The Future of Internet Search: Intent, Knowledge and Interaction
The decade-old Internet search result pages, manifested in the document-centric form of "ten blue links," are no longer sufficient for Internet search users. Many studies have shown that when users are ushered off the conventional search result pages through blue links, their needs are often partially met at best in a "hit-or-miss" fashion. To tackle this challenge, we have designed Bing (www.bing.com), Microsoft's search engine, to not only navigate through web sites but also engage with users to clarify their intent to facilitate the task completion. Powering this new paradigm is the Bing Dialog Model that consists of three building blocks: an indexing system that comprehensively collects information from the web and systematically harvests knowledge, an intent model that statistically infers user intent and predicts next action based on the harvested knowledge, and an interaction model that elicits user intent through mathematically optimized presentations of web information and knowledge that matches user needs. In this talk, I'll describe Bing Dialog Model in details and demonstrate it in action through innovative features, in particular by applying entity and intent understanding to proactively assist user query formulation for task completion.
From QoS to QoE: Towards Experience-Centric Evaluations of Tele – Immersive Environments
We are seeing a rapid growth of tele-immersive environments over the last decade with applications ranging from health care, training to entertainment. Despite their intensity of user-involved interactions, many of the existing evaluation frameworks remain mostly system-centric, utilizing Quality of Service (QoS) evaluation metrics. Over the last few years we are also seeing intensified efforts towards experience-centric approaches, utilizing Quality of Experience (QoE) evaluation metrics. These efforts are moving in the right direction of understanding evaluations of tele-immersive environments from the experiential point of view. However, the journey towards experience-centric evaluation of tele-immersive environments is very challenging due to (a) multi-modal media in tele-immersive environments, (b) multitude of underlying end-to-end networking and computational technologies, and (c) diverse human activities conducted and experienced in these immersive spaces.
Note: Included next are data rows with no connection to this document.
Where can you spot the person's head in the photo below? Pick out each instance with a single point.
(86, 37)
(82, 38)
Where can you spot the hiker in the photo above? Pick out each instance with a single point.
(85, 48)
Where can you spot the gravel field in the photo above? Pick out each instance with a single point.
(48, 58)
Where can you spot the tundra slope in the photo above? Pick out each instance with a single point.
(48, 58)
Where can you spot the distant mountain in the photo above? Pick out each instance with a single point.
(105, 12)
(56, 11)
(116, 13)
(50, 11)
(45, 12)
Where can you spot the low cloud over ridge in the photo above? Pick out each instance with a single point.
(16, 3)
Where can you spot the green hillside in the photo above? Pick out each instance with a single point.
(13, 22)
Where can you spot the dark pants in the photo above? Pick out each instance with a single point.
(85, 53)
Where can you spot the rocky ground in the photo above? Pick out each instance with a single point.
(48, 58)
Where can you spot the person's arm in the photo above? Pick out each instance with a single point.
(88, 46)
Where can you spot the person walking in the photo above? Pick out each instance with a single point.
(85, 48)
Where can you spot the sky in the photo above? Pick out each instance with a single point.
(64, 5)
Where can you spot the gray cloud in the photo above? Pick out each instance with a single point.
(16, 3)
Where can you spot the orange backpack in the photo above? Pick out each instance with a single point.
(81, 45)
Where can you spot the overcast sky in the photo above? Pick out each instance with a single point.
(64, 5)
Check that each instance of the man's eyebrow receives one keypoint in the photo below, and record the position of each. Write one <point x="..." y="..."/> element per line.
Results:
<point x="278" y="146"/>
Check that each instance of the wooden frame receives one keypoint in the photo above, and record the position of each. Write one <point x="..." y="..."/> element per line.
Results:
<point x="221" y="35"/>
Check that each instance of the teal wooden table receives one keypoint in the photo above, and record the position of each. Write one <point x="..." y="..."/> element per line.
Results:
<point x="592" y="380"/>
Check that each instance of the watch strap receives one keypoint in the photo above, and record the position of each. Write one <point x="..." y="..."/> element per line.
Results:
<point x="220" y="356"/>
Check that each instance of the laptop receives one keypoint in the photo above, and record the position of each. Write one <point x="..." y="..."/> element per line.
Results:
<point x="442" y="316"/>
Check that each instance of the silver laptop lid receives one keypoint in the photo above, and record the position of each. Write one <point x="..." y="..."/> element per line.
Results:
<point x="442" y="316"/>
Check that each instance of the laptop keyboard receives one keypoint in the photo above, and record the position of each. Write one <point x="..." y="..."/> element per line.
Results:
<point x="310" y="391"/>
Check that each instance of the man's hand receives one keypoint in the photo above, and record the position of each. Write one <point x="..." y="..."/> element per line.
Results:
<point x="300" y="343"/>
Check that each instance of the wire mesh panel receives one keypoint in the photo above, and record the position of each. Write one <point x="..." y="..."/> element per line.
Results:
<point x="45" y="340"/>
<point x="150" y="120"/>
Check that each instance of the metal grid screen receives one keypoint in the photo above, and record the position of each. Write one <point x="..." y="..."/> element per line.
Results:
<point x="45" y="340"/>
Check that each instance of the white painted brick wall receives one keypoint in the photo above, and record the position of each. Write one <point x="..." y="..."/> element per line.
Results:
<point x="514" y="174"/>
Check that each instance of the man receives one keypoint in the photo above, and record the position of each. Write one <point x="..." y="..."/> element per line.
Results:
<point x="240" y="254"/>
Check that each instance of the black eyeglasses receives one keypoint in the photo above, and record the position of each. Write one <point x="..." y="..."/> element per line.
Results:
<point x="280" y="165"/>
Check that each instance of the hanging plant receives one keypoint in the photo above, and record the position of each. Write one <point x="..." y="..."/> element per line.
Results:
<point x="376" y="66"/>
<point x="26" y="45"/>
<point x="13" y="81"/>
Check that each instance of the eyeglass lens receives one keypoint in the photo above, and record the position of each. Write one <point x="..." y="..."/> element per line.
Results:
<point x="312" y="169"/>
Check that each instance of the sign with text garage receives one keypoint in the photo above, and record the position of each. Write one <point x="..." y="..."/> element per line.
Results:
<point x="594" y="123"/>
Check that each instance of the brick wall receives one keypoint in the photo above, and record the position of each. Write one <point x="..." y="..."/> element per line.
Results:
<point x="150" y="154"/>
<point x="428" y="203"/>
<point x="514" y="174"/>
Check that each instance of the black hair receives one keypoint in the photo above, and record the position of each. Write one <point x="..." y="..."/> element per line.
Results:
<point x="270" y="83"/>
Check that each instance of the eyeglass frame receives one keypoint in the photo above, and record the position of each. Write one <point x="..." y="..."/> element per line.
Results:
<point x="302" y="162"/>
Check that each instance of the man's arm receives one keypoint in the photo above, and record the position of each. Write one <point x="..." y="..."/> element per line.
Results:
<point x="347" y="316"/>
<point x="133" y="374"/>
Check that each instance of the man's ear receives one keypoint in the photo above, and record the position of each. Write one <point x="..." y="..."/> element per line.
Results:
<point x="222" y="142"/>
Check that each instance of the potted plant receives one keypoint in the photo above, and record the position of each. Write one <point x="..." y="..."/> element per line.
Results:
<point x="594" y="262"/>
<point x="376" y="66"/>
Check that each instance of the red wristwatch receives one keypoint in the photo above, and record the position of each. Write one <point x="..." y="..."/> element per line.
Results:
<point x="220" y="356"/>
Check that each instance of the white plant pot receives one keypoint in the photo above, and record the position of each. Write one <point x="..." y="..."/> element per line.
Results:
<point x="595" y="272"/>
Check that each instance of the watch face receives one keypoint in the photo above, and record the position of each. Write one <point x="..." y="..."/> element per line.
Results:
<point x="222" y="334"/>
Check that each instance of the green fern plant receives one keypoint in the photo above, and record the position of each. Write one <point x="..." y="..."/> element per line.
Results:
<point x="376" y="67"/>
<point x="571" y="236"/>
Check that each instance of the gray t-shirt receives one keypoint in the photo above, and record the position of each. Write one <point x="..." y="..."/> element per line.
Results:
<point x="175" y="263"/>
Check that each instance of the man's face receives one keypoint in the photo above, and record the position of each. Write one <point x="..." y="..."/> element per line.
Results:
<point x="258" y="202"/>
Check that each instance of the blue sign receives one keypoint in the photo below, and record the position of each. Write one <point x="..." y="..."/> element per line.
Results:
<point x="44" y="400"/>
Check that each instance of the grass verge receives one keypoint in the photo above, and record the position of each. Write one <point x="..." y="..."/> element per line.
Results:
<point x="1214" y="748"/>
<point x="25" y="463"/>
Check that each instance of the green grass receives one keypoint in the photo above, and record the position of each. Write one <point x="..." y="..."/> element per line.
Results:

In this talk we discuss the challenges of evaluating experiential tele-immersive environments, including the diverse concepts of tele-immersive system services and mediated human experiences, needed transformations from system-centric to experience-centric evaluation frameworks, and the dependence on activities that we experience in tele-immersive spaces. Based on selected tele-immersive systems in the multimedia community, we present promising findings to sketch next steps towards future evaluation frameworks of experiential tele-immersive environments.
Rosalind W. Picard
Surprising Discoveries from Affective Computing
Emotion is vital to physical and mental health - influencing the functioning of almost every organ in our body, including our brain and "how we feel." I have been leading in creating new technologies to help people measure and communicate emotion, getting objective data that helps provide deeper understanding of how emotion works in day to day life. This talk will highlight several examples of emotion technologies and findings that have come out of the Media Lab at MIT. Examples range from a coach to help people better modulate their vocal and facial affect in interviews, to a camera that reads heart rate and respiration, to a wrist-worn sensor that uses emotional disruption to better detect seizures and their severity. Affective wearable technology has also been revealing how brain patterns map to different locations on the skin and how emotional arousal changes activated during sleep affect memory and learning. This talk will highlight several surprises that we never expected to find when we worked on emotion.
The Impact of Computer Science Research on Science, Technology, and Society
The field of computing is driven by scientific questions, technological innovation and societal demands. There is wonderful interplay—push and pull—among these three drivers. For example, accelerating technological advances and monumental societal demands force us to revisit the most basic scientific questions of computing. These drivers are also measures of the impact of computing research. In my talk I will give examples from Microsoft Research of our impact on science, technology, and society. I will close with pointers to new directions for computing research.